7 Family Cars for Drivers Who Don't Want a Minivan
For many car shoppers, minivans don't have much appeal. They can be a little dull to drive, and their van styling doesn't exactly scream coolness. But they're excellent family haulers that offer tremendous practicality and convenience. Can you get minivan practicality without choosing a minivan? We think so, and our proof is a list of seven great family cars that offer minivanlike practicality with a bit of style.
There are many reasons why the newly updated Chevrolet Traverse deserves a spot on your anti-minivan family-car shopping list. There's the standard V6, which boasts an impressive 281 horsepower and returns an excellent 17 miles per gallon in the city and 24 mpg on the highway. There's the smooth styling, which successfully bridges the gap between car and SUV. There's the long list of safety features, ranging from standard items (such as side-curtain airbags, anti-lock brakes and a front-center airbag) to optional features (forward-collision warning, lane-departure warning). Most importantly, there's the available 8-passenger seating, with third-row access made especially easy by the crossover's Smart Slide second-row seat. The Traverse starts around $31,800 with shipping.
The Ford Explorer is an excellent crossover, with upscale styling and a high-end interior. Offering three rows of seats and great cargo space, the Explorer's $31,500 base price tag seems like a good deal. This is especially true when you consider its powerful standard 290-hp V6, which is far more muscular than standard 4-cylinder engines in some rivals. Of course, the Explorer also offers a lot of upscale safety and convenience features, including lane-keeping assist, adaptive cruise control, forward-collision warning and Ford's ever-improving MyFord Touch infotainment system. Our favorite part is the crossover's exciting Sport model, which offers 365 hp and reaches 60 miles per hour in around 6 seconds.

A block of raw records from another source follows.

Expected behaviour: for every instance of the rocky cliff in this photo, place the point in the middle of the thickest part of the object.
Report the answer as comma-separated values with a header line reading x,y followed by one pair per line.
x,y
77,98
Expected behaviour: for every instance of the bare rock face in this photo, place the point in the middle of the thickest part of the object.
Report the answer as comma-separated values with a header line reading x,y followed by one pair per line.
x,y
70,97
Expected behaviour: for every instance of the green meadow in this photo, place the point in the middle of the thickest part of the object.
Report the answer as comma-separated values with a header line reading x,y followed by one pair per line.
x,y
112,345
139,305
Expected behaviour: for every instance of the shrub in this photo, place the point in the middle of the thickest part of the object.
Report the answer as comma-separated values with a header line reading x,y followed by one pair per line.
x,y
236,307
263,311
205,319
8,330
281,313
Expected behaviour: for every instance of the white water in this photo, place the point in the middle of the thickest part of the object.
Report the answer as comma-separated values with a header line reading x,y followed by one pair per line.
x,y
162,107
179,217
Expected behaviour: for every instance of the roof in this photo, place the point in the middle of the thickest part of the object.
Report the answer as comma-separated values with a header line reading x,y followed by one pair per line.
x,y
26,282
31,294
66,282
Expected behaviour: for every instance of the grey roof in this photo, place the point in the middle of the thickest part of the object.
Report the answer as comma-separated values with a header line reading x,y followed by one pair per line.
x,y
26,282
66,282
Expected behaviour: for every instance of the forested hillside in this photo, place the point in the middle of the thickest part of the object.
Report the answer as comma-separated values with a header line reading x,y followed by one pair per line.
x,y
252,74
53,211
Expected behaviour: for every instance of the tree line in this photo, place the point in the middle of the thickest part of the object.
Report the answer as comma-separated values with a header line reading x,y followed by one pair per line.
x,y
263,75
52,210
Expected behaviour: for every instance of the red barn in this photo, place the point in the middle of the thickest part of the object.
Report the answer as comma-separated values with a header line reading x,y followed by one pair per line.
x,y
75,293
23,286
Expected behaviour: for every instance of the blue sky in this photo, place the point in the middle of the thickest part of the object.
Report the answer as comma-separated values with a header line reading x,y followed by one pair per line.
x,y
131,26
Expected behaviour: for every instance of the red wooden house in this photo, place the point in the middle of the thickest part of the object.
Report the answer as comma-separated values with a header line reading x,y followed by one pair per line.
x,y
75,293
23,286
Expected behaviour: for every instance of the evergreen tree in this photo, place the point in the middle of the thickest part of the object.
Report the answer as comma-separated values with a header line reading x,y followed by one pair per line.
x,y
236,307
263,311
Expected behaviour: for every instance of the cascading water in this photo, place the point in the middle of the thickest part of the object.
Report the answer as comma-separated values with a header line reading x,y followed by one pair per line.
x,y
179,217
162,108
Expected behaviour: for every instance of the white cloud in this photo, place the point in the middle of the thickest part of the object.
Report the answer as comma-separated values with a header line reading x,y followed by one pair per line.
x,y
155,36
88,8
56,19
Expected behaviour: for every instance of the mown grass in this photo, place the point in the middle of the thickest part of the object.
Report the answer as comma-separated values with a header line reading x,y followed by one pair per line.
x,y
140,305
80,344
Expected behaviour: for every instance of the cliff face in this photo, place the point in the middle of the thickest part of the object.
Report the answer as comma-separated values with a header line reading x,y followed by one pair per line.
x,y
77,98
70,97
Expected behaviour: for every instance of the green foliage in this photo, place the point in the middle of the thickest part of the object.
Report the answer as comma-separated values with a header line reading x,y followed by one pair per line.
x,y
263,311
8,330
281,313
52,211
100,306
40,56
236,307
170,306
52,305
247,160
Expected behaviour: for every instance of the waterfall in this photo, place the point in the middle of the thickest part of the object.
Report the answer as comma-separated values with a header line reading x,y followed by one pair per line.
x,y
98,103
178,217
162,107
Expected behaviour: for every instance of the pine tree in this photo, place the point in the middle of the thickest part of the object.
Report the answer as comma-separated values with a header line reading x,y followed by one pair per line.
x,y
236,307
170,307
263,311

The Ford Flex is a 7-passenger crossover that combines minivanlike practicality with boxy, bold SUV styling and a reasonable $30,000 base price. Convenience features abound, with power adjustable pedals, a remote starter, a power lift gate and a rearview camera offered on most trim levels. There's also a long list of safety features, ranging from rear cross-traffic alert and a blind spot monitoring system to adaptive cruise control. The best part is the Flex's available 3.5-liter turbocharged V6, which makes a whopping 365 hp -- enough to reach 60 mph in a lightning-quick 6.6 seconds.
Jeep Grand Cherokee
The Jeep Grand Cherokee offers only two rows of seats, so it's not quite as practical as most minivans, but it does include a lot of cargo space, a long list of available features (including Uconnect, our favorite infotainment system), and brawny styling that helps distinguish it from minivans and other SUVs. Base pricing is also reasonable, with the Grand Cherokee starting around $30,500 with options. And for drivers who really want to have a good time on the road, there's always the Grand Cherokee SRT8: a high-performance, lowered version of the SUV that boasts 470 hp and 0-to-60 times in the low 5-second range.
Yes, it's true: Zoom-zoom Mazda makes a 3-row crossover. Dubbed the CX-9, it starts around $31,000 with shipping and features the kind of excellent handling that you'd expect from the sporty brand. The CX-9 also includes a standard 3.7-liter V6 that makes 275 hp and returns 17 mpg city/24 mpg hwy. It also features bold styling (18-inch alloy wheels are standard) along with an extensive list of safety features ranging from anti-lock brakes, side-curtain airbags and stability control (all standard) to options such as rear cross-traffic alert and a backup camera.
The newly redesigned Nissan Pathfinder is an excellent 3-row crossover that offers everything a minivan can -- and more. We say more because the Pathfinder boasts two unique features that elevate its status on our shopping lists. One is the crossover's optional Around View camera, which stitches together four camera displays to create a top-down, 360-degree view around the SUV -- helpful when you're trying to squeeze in to a tight spot or back out of a garage. We also love the Pathfinder's available hybrid engine, which returns 25 mpg city/28 mpg hwy -- more than any minivan. Pathfinder base models can start around $30,100 with shipping, while the fuel-efficient Pathfinder Hybrid is $36,300 including destination.
There's no question that the Subaru Outback isn't a minivan, but it's also not a crossover or a full-fledged SUV. Instead, the Outback is a 5-passenger station wagon -- one that features standard all-wheel drive and a long list of other features such as Bluetooth, a fuel-saving continuously variable automatic transmission and side-curtain airbags in its $25,900 base price with shipping. It's one of our favorite choices among today's crop of family cars for shoppers who don't need 3-row seating, especially when you consider its excellent fuel economy ratings of 25 mpg city/33 mpg hwy.